At the moment, said Codacovi, MCI has between 200 and 300 circuits to Cuba, and roughly 36% of total long-distance traffic between the two countries. That's second only to AT&T's 42%, with Sprint and four other carriers sharing the remaining 22% of the pie. Those numbers couldn't be confirmed, since none of the other carriers would comment on revenues or market share. Total traffic, says Codacovi, amounts to between 6 and 7 million minutes a month -- or 80 million minutes a year -- which translates into roughly $100 million in 1995 revenues (shared evenly by the United States and Cuba).
"That's a tremendous increase compared to where it was a year ago," he said. "People unable to get calls through now can pick up the phone and get a dial tone, and have a good chance of connecting on the first try." The call completion rate, he added, has increased from 13% a year ago to "well over 20%" today.

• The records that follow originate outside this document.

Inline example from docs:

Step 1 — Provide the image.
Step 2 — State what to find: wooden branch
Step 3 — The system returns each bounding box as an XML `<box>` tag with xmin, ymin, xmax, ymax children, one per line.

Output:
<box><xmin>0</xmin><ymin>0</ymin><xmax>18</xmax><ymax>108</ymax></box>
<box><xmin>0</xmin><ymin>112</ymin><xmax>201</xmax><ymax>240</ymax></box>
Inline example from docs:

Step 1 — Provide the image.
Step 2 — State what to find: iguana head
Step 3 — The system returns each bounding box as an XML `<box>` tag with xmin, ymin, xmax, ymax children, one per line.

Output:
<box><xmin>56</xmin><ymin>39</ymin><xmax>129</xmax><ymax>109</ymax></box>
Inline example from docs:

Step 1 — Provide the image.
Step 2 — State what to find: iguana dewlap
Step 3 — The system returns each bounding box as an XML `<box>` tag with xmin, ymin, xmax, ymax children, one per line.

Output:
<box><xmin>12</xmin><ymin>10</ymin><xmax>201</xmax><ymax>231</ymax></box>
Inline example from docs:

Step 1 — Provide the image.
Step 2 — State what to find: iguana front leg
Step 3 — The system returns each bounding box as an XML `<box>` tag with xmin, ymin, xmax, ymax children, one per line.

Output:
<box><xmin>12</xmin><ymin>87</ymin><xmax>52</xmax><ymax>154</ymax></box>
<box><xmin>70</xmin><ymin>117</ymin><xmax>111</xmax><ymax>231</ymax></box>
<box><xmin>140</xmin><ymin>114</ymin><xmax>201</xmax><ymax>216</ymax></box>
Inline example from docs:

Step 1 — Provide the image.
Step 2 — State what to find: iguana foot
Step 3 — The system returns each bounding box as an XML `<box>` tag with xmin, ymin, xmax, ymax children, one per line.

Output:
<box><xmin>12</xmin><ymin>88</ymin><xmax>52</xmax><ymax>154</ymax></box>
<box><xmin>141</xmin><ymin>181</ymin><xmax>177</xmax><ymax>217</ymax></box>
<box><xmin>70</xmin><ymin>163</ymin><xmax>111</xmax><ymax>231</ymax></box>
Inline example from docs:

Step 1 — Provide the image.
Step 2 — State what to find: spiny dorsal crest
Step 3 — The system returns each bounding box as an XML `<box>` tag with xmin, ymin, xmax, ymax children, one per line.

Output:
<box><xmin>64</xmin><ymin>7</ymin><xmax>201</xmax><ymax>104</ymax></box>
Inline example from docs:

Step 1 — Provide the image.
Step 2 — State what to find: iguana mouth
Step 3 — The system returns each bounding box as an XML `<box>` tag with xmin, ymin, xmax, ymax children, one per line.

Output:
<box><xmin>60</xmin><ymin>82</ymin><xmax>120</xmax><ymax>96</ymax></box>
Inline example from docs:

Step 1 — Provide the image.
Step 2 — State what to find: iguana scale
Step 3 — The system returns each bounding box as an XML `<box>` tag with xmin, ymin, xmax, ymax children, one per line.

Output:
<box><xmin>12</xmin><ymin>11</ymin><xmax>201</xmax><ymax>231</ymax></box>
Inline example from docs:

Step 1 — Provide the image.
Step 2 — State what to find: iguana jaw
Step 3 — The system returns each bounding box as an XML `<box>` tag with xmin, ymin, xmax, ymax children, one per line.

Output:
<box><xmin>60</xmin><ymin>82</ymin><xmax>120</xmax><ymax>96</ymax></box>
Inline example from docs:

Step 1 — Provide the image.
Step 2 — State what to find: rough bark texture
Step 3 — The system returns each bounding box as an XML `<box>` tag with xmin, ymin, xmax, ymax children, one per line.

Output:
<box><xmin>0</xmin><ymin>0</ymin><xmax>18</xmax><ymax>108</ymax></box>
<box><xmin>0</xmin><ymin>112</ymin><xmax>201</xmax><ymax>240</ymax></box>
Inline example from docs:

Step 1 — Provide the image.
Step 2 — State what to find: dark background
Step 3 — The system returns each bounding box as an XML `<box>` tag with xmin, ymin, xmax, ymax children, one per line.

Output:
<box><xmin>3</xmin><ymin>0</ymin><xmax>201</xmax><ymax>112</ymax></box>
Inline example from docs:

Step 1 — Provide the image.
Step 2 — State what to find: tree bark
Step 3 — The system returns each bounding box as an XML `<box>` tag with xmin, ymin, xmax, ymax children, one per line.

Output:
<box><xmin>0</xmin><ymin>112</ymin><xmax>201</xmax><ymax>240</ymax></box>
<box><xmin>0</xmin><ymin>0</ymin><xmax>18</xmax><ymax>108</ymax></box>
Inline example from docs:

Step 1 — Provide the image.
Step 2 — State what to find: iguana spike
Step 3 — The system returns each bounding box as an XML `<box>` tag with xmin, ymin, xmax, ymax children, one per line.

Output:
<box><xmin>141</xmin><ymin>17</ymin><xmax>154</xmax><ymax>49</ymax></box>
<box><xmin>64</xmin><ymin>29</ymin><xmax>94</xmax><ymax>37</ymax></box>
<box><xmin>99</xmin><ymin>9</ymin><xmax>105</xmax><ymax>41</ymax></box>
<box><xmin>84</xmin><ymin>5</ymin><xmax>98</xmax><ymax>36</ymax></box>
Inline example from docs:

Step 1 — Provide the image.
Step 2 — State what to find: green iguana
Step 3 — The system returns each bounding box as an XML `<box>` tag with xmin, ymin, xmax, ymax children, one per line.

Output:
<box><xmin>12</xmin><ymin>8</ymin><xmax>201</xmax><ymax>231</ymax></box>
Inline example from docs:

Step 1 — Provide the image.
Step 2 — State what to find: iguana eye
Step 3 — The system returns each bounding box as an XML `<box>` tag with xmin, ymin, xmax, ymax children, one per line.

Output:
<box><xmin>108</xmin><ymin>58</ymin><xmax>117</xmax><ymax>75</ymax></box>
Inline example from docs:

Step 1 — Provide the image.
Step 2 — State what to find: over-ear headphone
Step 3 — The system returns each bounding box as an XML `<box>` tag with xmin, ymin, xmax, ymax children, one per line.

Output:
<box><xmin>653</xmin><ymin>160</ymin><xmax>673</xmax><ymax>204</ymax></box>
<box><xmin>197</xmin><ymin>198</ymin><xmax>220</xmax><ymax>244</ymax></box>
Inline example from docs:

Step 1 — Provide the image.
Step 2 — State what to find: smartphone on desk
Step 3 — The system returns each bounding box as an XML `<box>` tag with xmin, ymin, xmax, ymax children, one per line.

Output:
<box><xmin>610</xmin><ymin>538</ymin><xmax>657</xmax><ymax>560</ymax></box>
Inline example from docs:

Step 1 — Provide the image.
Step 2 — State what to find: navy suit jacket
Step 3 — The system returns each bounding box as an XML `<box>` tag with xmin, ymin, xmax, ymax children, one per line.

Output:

"Right now, it's all residential lines, very little business. That's going to grow as more lines are installed in Cuba and the Mexicans get phones into as many homes and offices as they can. There are a lot of people waiting on the sidelines, and if the embargo is ever lifted, there will be a huge surge in traffic. Even without the embargo lifted, traffic will grow 15-20% a year, peaking five years from now."
Codacovi adds: "It's a shame the Mexicans and the Italians have managed to place themselves in Cuba, with Americans just 90 miles offshore. It's unfortunate."